Re: pg_upgrade check for invalid databases

2024-09-30 Thread Thomas Krennwallner

On 30/09/2024 17.29, Daniel Gustafsson wrote:

On 30 Sep 2024, at 16:55, Tom Lane  wrote:



TBH I'm not finding anything very much wrong with the current
behavior... this has to be a rare situation, do we need to add
debatable behavior to make it easier?


One argument would be to make the checks consistent, pg_upgrade generally tries
to report all the offending entries to help the user when fixing the source
database.  Not sure if it's a strong enough argument for carrying code which
really shouldn't see much use though.
In general, I agree that this situation should be rare for deliberate 
DROP DATABASE interrupted in interactive sessions.

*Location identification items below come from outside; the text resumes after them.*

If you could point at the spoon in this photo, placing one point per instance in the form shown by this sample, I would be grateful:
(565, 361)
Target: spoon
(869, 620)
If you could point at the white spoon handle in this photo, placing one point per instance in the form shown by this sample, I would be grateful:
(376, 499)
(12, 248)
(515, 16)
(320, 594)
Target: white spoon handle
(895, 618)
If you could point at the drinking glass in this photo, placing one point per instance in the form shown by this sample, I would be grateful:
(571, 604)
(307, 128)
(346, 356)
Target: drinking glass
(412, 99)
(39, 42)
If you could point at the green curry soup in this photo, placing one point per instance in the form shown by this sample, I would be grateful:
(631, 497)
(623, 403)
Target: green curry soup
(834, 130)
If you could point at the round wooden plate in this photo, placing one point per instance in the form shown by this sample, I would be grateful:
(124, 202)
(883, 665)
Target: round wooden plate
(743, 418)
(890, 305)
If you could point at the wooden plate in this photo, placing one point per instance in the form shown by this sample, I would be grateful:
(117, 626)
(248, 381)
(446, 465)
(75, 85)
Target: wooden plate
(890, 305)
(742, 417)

Unfortunately, for (popular) tools that perform automatic "temporary 
database" cleanup, we could recently see an increase in invalid databases.


The additional check for pg_upgrade was made necessary due to several 
unrelated customers having invalid databases that stem from left-over 
Prisma Migrate "shadow databases" [1]. We could not reproduce this 
Prisma Migrate issue yet, as those migrations happened some time ago. 
Maybe this bug really stems from a much older Prisma Migrate version and 
we only see the fallout now. This is still a TODO item.


But it appears that this tool can get interrupted "at the wrong time" 
while it is deleting temporary databases (probably a manual Ctrl-C), and 
clients are unaware that this can then leave behind invalid databases.


Those temporary databases do not cause any harm as they are not used 
anymore. But eventually, PG installations will be upgraded to the next 
major version, and it is only then when those invalid databases 
resurface after pg_upgrade fails to run the checks.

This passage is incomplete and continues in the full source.